Modified: spamassassin/trunk/MANIFEST
URL: http://svn.apache.org/viewvc/spamassassin/trunk/MANIFEST?rev=1878925&r1=1878924&r2=1878925&view=diff
==============================================================================
--- spamassassin/trunk/MANIFEST (original)
+++ spamassassin/trunk/MANIFEST Wed Jun 17 14:38:23 2020
@@ -149,6 +149,7 @@ rules/v341.pre
 rules/v342.pre
 rules/v343.pre
 rules/20_aux_tlds.cf
+rules/60_bayes_stopwords.cf
 rules-extras/README.txt
 rules-extras/10_uridnsbl_skip_financial.cf
 sa-awl.raw

Modified: spamassassin/trunk/lib/Mail/SpamAssassin/Conf.pm
URL: http://svn.apache.org/viewvc/spamassassin/trunk/lib/Mail/SpamAssassin/Conf.pm?rev=1878925&r1=1878924&r2=1878925&view=diff
==============================================================================
--- spamassassin/trunk/lib/Mail/SpamAssassin/Conf.pm (original)

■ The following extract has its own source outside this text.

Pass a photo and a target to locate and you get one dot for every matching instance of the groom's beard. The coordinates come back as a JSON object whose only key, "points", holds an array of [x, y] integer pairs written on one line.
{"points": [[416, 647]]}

+++ spamassassin/trunk/lib/Mail/SpamAssassin/Conf.pm Wed Jun 17 14:38:23 2020
@@ -5376,6 +5376,7 @@ sub feature_dns_block_rule { 1 } # suppo
 sub feature_compile_regexp { 1 } # Util::compile_regexp
 sub feature_meta_rules_matching { 1 } # meta rules_matching() expression
 sub feature_subjprefix { 1 } # add subject prefixes rule option
+sub feature_bayes_stopwords { 1 } # multi language stopwords in Bayes
 sub feature_get_host { 1 } # $pms->get() :host :domain :ip :revip # was implemented together with AskDNS::has_tag_header # Bug 7734
 sub has_tflags_nosubject { 1 } # tflags nosubject
 sub perl_min_version_5010000 { return $] >= 5.010000 }  # perl version check ("perl_version" not neatly backwards-compatible)

Modified: spamassassin/trunk/lib/Mail/SpamAssassin/Plugin/Bayes.pm
URL: http://svn.apache.org/viewvc/spamassassin/trunk/lib/Mail/SpamAssassin/Plugin/Bayes.pm?rev=1878925&r1=1878924&r2=1878925&view=diff
==============================================================================
--- spamassassin/trunk/lib/Mail/SpamAssassin/Plugin/Bayes.pm (original)
+++ spamassassin/trunk/lib/Mail/SpamAssassin/Plugin/Bayes.pm Wed Jun 17 14:38:23 2020
@@ -37,7 +37,32 @@ And the chi-square probability combiner
 
 The results are incorporated into SpamAssassin as the BAYES_* rules.
 
-=head1 METHODS
+=head1 ADMINISTRATOR SETTINGS
+
+=over 4
+
+=item bayes_stopword_languages lang             (default: en)
+
+Languages enabled in bayes stopwords processing, every language have a default stopwords regexp,
+tokens matching this regular expressions will not be considered in bayes processing.
+
+Custom regular expressions for additional languages can be defined in C<local.cf>.
+
+Custom regular expressions can be specified by using the C<bayes_stopword_lang> keyword like in
+the following example:
+
+ bayes_stopword_languages en
+ bayes_stopword_en (?:you|me)
+
+=back
+
+=over 4
+
+=item bayes_max_token_length (default: 15)
+
+Configure the maximum number of character a token could contain
+
+=back
 
 =cut
 
@@ -53,7 +78,7 @@ use Digest::SHA qw(sha1 sha1_hex);
 use Mail::SpamAssassin::Plugin;
 use Mail::SpamAssassin::PerMsgStatus;
 use Mail::SpamAssassin::Logger;
-use Mail::SpamAssassin::Util qw(untaint_var);
+use Mail::SpamAssassin::Util qw(compile_regexp untaint_var);
 
 # pick ONLY ONE of these combining implementations.
 use Mail::SpamAssassin::Bayes::CombineChi;
@@ -216,6 +241,8 @@ use constant REQUIRE_SIGNIFICANT_TOKENS_
 
 # How long a token should we hold onto?  (note: German speakers typically
 # will require a longer token than English ones.)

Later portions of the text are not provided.